Foi em meados de 1990. Um carro parou diante da casa modesta do bairro de Cruz das Armas, em João Pessoa, e dele desceu um casal muito jovem e bem vestido. A moça trazia nos braços um enorme buquê. A dona atendeu ao tilintar da campa: “É da casa de Dona Carminha?”, perguntou o rapaz, para ouvir a resposta da atendente curiosa e espantada: “É, sim. O que desejam?”.
Acesso permitido, visitas instaladas no sofá, lá veio a explicação: “Estamos, aqui, para entregar essas flores que Roberto Carlos mandou para a senhora”.

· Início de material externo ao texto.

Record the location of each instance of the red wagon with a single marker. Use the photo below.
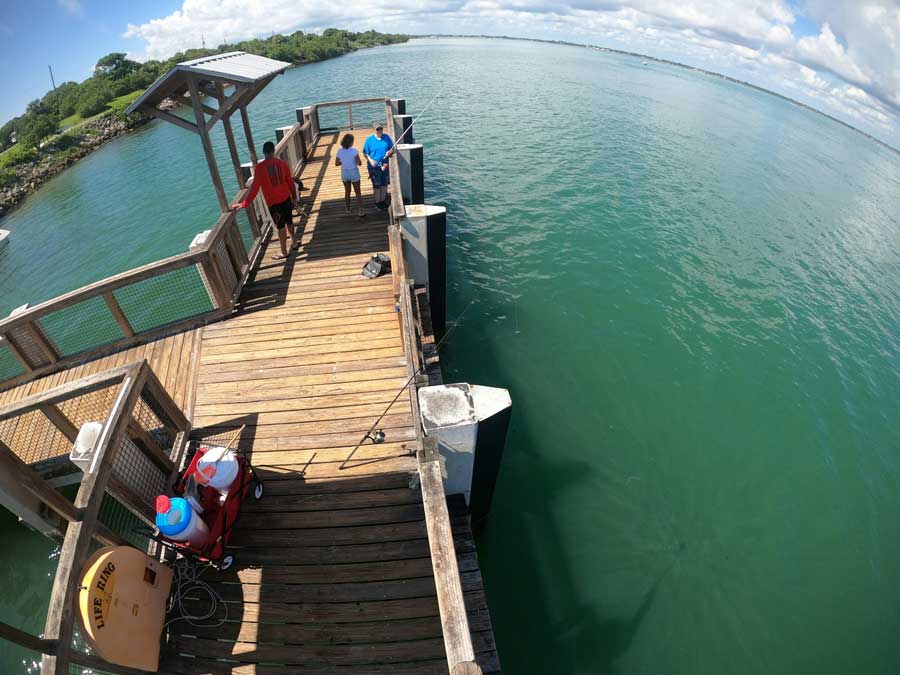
(219, 515)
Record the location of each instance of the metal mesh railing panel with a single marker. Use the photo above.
(33, 438)
(246, 232)
(137, 471)
(80, 327)
(27, 347)
(365, 116)
(9, 364)
(93, 407)
(165, 299)
(118, 518)
(150, 420)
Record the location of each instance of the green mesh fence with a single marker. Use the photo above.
(123, 522)
(365, 115)
(9, 364)
(81, 327)
(159, 301)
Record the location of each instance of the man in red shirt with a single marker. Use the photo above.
(273, 177)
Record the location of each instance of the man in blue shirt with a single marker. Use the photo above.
(377, 149)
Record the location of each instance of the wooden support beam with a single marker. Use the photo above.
(95, 663)
(118, 314)
(207, 145)
(60, 421)
(232, 146)
(145, 442)
(248, 134)
(455, 625)
(31, 481)
(221, 297)
(77, 544)
(226, 106)
(171, 117)
(80, 387)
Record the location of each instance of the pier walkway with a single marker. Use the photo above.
(333, 570)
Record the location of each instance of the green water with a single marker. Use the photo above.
(692, 291)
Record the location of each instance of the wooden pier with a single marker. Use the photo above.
(356, 566)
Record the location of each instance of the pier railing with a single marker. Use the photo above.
(134, 307)
(136, 456)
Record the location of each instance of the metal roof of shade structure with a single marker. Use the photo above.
(232, 80)
(247, 71)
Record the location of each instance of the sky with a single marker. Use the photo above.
(839, 56)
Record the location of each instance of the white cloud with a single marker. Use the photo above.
(850, 68)
(71, 6)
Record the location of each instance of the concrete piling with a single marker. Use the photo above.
(410, 163)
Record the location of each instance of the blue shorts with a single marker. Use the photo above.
(380, 177)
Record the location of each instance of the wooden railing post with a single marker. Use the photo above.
(118, 314)
(76, 546)
(452, 607)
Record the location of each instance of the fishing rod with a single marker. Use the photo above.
(373, 433)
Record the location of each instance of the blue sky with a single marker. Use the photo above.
(71, 37)
(840, 56)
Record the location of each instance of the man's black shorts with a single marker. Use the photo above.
(282, 213)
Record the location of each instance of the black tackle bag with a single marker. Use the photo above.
(377, 265)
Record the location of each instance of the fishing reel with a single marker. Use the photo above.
(377, 436)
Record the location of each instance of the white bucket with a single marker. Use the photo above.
(82, 453)
(218, 468)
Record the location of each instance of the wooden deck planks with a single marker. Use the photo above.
(333, 570)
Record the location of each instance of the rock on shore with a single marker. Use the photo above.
(31, 175)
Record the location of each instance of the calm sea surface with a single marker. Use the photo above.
(692, 291)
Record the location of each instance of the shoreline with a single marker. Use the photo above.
(30, 176)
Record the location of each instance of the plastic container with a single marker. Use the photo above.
(217, 468)
(82, 453)
(177, 520)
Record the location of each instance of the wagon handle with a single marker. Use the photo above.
(235, 436)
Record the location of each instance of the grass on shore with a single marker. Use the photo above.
(118, 104)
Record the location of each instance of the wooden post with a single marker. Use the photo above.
(452, 607)
(207, 145)
(221, 297)
(60, 421)
(76, 546)
(249, 135)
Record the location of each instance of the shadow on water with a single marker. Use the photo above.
(569, 634)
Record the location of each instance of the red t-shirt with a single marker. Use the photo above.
(274, 177)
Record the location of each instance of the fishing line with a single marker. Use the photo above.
(379, 433)
(417, 117)
(186, 582)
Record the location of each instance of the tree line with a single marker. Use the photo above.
(115, 75)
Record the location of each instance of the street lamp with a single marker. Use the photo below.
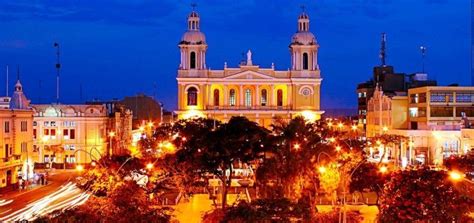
(149, 166)
(111, 136)
(80, 168)
(456, 176)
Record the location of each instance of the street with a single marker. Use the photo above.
(60, 193)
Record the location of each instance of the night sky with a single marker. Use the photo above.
(122, 47)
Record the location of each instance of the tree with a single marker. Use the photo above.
(262, 210)
(422, 194)
(368, 177)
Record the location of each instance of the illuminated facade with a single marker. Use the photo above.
(16, 140)
(260, 94)
(68, 134)
(431, 118)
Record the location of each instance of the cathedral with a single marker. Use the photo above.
(262, 94)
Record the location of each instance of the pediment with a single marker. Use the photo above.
(248, 74)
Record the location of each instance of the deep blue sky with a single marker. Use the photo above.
(121, 47)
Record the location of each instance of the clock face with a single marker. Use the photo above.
(306, 92)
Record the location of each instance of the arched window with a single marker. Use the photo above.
(232, 97)
(216, 97)
(193, 60)
(279, 97)
(263, 99)
(248, 98)
(305, 61)
(192, 96)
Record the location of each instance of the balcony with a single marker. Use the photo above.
(243, 108)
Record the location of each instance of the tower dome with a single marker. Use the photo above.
(19, 100)
(193, 35)
(303, 36)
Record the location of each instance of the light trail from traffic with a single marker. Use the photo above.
(68, 196)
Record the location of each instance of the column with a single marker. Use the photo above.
(270, 103)
(289, 94)
(209, 93)
(257, 93)
(225, 93)
(241, 95)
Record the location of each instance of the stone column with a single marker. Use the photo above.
(257, 93)
(270, 103)
(226, 92)
(289, 94)
(241, 96)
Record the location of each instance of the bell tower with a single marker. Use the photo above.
(193, 45)
(304, 47)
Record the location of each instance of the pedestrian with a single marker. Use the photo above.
(20, 183)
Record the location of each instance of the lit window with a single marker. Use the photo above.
(192, 96)
(264, 97)
(248, 98)
(232, 97)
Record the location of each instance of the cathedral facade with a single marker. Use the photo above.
(258, 93)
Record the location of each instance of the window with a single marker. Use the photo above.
(6, 151)
(216, 97)
(192, 96)
(193, 60)
(7, 127)
(232, 97)
(72, 134)
(264, 97)
(441, 111)
(248, 98)
(24, 126)
(279, 97)
(464, 97)
(305, 61)
(441, 97)
(24, 147)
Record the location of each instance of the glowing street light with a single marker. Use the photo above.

Minha Tia querida, evidentemente, quase morreu de susto. Ainda tomava pé da situação, quando lhe veio outro brinde: dois ingressos para o show no Forrock, um para si e outro para a filha Gláucia.
Ah, a Gláucia... E Tia Carminha começava a matar a charada. Isso era coisa da filha. Mas, afinal, o que fizera a mais sapeca das suas quatro crias a ponto de aquele a quem chamam de “Rei” despachar portadores à sua porta com flores e ingressos?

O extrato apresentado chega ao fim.